The Temporary and I are kindred souls. We have both “learned to do everything in forty minutes,” working efficiently and with precision on the clock. She takes on position after position, all short-lived and eclectic, on the search for permanence. She wishes to feel like what she does actually matters, to find happiness in a capitalist world that is slightly askew—not exactly dystopian, but operating in ways ours cannot.

The Temporary is on a quest for “the steadiness,” for connection and value. Analogous to a full-time job, the steadiness transcends job security—it is much more than that. “Some temporaries swear it’s that shiver, that elevated pulse, that prickly sweat, the biology of how you know it’s happening to you,” Leichter writes. The steadiness is knowing that a particular job is calling you, that this is what you’re meant to do; it cannot be applied for or rushed.

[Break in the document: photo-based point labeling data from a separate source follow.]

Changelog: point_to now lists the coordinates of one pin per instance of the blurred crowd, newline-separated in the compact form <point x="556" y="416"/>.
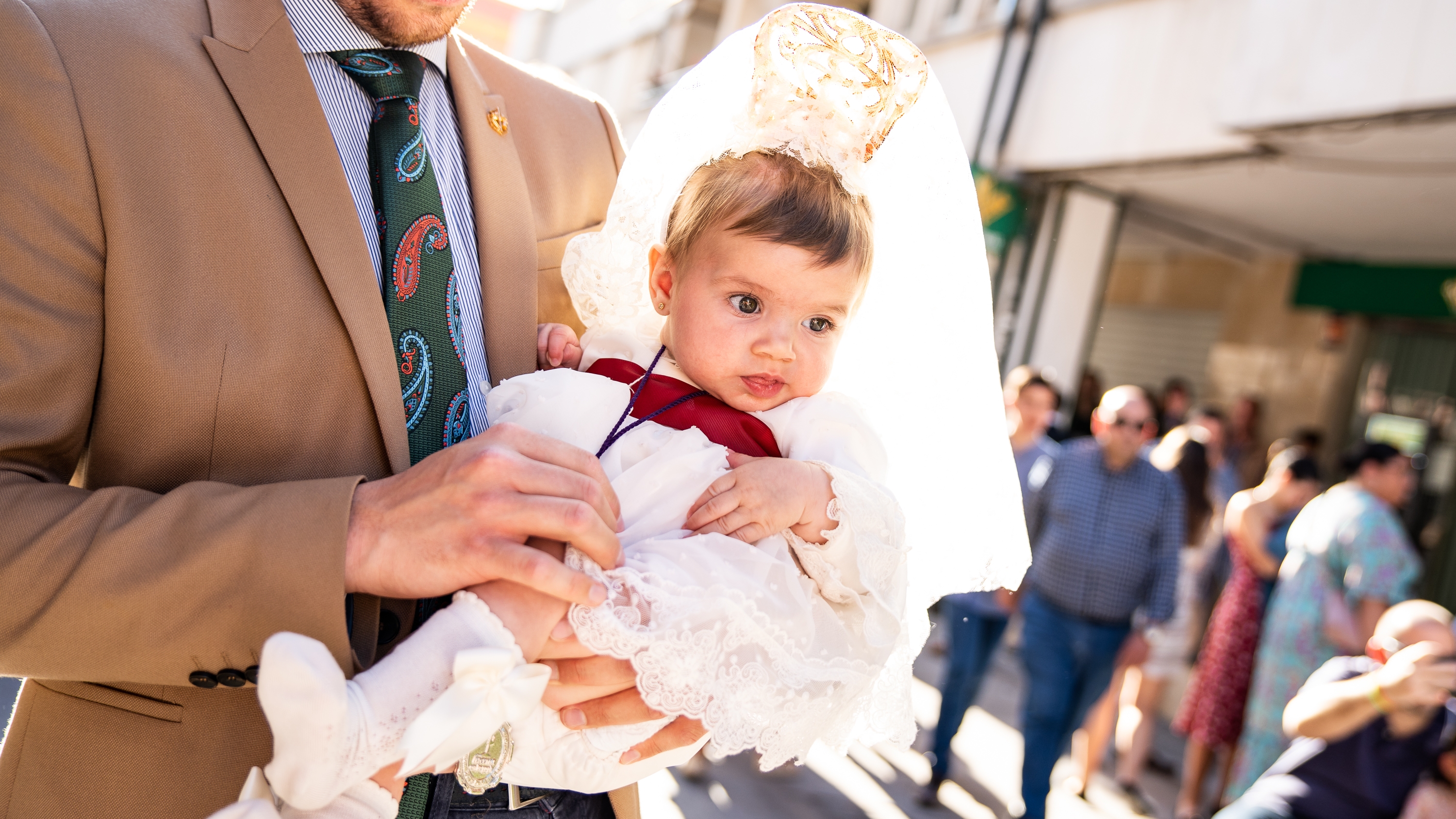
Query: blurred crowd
<point x="1171" y="544"/>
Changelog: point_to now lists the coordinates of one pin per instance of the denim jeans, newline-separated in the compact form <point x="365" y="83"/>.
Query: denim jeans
<point x="973" y="640"/>
<point x="1247" y="808"/>
<point x="1069" y="664"/>
<point x="450" y="802"/>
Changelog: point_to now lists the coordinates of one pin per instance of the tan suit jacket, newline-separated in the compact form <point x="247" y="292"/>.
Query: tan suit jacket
<point x="196" y="373"/>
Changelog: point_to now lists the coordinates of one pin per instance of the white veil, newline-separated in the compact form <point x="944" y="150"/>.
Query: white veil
<point x="833" y="86"/>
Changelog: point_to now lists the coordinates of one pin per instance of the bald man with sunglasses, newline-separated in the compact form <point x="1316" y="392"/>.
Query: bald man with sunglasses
<point x="1106" y="530"/>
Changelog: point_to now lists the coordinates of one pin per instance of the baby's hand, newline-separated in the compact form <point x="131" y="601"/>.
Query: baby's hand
<point x="763" y="496"/>
<point x="557" y="345"/>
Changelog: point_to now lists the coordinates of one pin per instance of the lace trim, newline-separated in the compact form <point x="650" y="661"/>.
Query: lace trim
<point x="745" y="677"/>
<point x="487" y="624"/>
<point x="742" y="675"/>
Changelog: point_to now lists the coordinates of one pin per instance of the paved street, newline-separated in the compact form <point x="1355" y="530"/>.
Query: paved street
<point x="881" y="783"/>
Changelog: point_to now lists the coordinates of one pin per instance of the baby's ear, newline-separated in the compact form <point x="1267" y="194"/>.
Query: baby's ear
<point x="660" y="278"/>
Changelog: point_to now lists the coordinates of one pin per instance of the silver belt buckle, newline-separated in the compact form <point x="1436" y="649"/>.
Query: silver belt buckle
<point x="482" y="769"/>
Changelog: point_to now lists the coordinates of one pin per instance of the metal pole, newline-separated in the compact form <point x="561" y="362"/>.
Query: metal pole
<point x="991" y="94"/>
<point x="1037" y="18"/>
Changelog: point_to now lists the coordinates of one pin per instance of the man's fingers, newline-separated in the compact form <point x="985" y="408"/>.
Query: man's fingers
<point x="558" y="518"/>
<point x="728" y="524"/>
<point x="557" y="345"/>
<point x="714" y="509"/>
<point x="538" y="571"/>
<point x="717" y="488"/>
<point x="624" y="707"/>
<point x="571" y="357"/>
<point x="678" y="734"/>
<point x="753" y="533"/>
<point x="493" y="466"/>
<point x="592" y="671"/>
<point x="548" y="450"/>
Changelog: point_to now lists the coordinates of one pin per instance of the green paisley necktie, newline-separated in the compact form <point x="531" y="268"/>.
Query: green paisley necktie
<point x="421" y="296"/>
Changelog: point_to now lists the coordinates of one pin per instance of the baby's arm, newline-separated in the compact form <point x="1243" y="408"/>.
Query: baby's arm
<point x="557" y="345"/>
<point x="763" y="496"/>
<point x="331" y="734"/>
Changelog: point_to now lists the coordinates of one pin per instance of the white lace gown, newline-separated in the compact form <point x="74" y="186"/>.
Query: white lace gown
<point x="772" y="645"/>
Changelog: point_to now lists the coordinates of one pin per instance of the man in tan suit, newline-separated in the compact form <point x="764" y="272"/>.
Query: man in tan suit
<point x="203" y="438"/>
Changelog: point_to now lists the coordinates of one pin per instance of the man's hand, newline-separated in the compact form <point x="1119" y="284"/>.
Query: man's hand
<point x="624" y="707"/>
<point x="1133" y="651"/>
<point x="1417" y="677"/>
<point x="763" y="496"/>
<point x="557" y="345"/>
<point x="462" y="517"/>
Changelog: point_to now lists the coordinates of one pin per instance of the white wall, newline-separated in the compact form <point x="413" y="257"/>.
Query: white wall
<point x="1065" y="286"/>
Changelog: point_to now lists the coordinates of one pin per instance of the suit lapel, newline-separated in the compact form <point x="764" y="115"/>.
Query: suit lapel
<point x="258" y="59"/>
<point x="506" y="233"/>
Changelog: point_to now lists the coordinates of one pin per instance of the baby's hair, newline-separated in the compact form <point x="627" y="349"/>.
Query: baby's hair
<point x="775" y="197"/>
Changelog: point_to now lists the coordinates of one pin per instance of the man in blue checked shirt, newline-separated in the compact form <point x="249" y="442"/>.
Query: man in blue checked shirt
<point x="1106" y="530"/>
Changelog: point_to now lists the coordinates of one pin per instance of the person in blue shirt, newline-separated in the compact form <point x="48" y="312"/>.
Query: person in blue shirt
<point x="1106" y="533"/>
<point x="979" y="619"/>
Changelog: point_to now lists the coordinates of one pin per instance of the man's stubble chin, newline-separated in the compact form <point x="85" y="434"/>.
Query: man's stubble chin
<point x="404" y="22"/>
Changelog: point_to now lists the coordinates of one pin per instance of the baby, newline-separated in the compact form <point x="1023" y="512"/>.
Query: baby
<point x="762" y="590"/>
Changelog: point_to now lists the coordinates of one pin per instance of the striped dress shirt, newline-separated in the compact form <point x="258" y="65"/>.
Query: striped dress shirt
<point x="321" y="27"/>
<point x="1106" y="543"/>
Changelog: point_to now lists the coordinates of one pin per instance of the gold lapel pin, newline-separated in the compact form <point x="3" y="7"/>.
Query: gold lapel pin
<point x="497" y="121"/>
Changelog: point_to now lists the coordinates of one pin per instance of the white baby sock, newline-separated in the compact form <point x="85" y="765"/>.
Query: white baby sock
<point x="331" y="734"/>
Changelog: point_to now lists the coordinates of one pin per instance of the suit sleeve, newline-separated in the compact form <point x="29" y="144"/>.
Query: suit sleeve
<point x="118" y="584"/>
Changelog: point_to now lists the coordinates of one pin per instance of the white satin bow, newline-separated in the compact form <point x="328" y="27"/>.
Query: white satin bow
<point x="488" y="691"/>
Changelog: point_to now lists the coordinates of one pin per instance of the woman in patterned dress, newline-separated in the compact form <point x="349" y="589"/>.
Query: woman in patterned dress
<point x="1212" y="712"/>
<point x="1349" y="560"/>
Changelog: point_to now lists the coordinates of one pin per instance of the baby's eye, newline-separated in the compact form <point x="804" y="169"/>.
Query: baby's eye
<point x="747" y="305"/>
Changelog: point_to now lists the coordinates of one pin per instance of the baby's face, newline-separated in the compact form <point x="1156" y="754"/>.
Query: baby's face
<point x="752" y="322"/>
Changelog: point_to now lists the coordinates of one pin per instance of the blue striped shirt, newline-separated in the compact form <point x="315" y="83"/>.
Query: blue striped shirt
<point x="321" y="27"/>
<point x="1106" y="543"/>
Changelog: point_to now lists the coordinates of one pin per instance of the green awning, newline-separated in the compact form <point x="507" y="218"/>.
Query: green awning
<point x="1384" y="290"/>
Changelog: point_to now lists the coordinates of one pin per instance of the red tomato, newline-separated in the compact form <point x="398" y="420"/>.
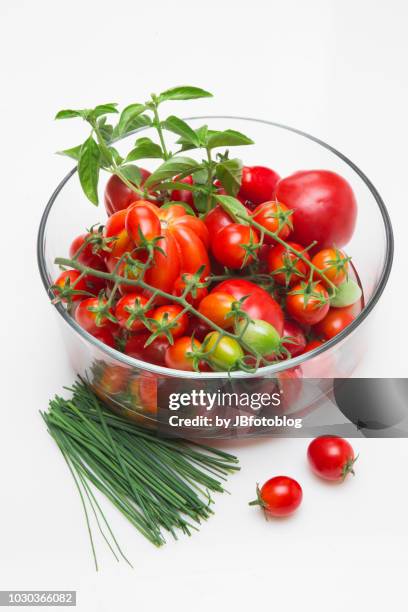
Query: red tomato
<point x="90" y="316"/>
<point x="333" y="263"/>
<point x="119" y="196"/>
<point x="297" y="343"/>
<point x="129" y="311"/>
<point x="274" y="217"/>
<point x="183" y="195"/>
<point x="308" y="303"/>
<point x="333" y="323"/>
<point x="216" y="220"/>
<point x="194" y="296"/>
<point x="142" y="224"/>
<point x="324" y="207"/>
<point x="177" y="356"/>
<point x="286" y="267"/>
<point x="235" y="245"/>
<point x="217" y="307"/>
<point x="258" y="184"/>
<point x="279" y="496"/>
<point x="331" y="457"/>
<point x="171" y="314"/>
<point x="259" y="305"/>
<point x="153" y="353"/>
<point x="69" y="280"/>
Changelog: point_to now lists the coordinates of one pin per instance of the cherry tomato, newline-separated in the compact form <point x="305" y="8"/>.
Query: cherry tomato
<point x="286" y="267"/>
<point x="324" y="207"/>
<point x="224" y="353"/>
<point x="274" y="217"/>
<point x="69" y="279"/>
<point x="171" y="314"/>
<point x="308" y="303"/>
<point x="129" y="311"/>
<point x="294" y="333"/>
<point x="142" y="224"/>
<point x="195" y="295"/>
<point x="217" y="307"/>
<point x="260" y="336"/>
<point x="183" y="195"/>
<point x="258" y="184"/>
<point x="119" y="196"/>
<point x="152" y="353"/>
<point x="333" y="263"/>
<point x="279" y="496"/>
<point x="216" y="220"/>
<point x="258" y="303"/>
<point x="331" y="457"/>
<point x="235" y="245"/>
<point x="177" y="355"/>
<point x="334" y="322"/>
<point x="88" y="317"/>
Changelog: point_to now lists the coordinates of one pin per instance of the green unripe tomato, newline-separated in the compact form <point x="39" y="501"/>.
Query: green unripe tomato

Written in flash-fiction segments ranging from half a page to ten pages, the book is split into sections that follow the main character’s change of placements: City Work, Water Work, Blood Work, and more. She moves from filling in for the Chairman of the Board at Major Corp to being a rich woman’s personal shoe shiner, all while returning home to one of her eighteen simultaneous boyfriends. They’re all “company men,” having already achieved permanence, the thing she desperately longs for. Having multiple partners is characteristic of temps in the book; the Temporary’s mother had several boyfriends, each only ever referred to by their chief descriptor—the “academic boyfriend,” the “beatnik boyfriend,” the “pilot boyfriend,” etc. To add to the disorienting feeling of the novel, the Temporary’s boyfriends eventually discover that she’s dating other people—but are thrilled by it, bonding and hanging out at her apartment while she is away.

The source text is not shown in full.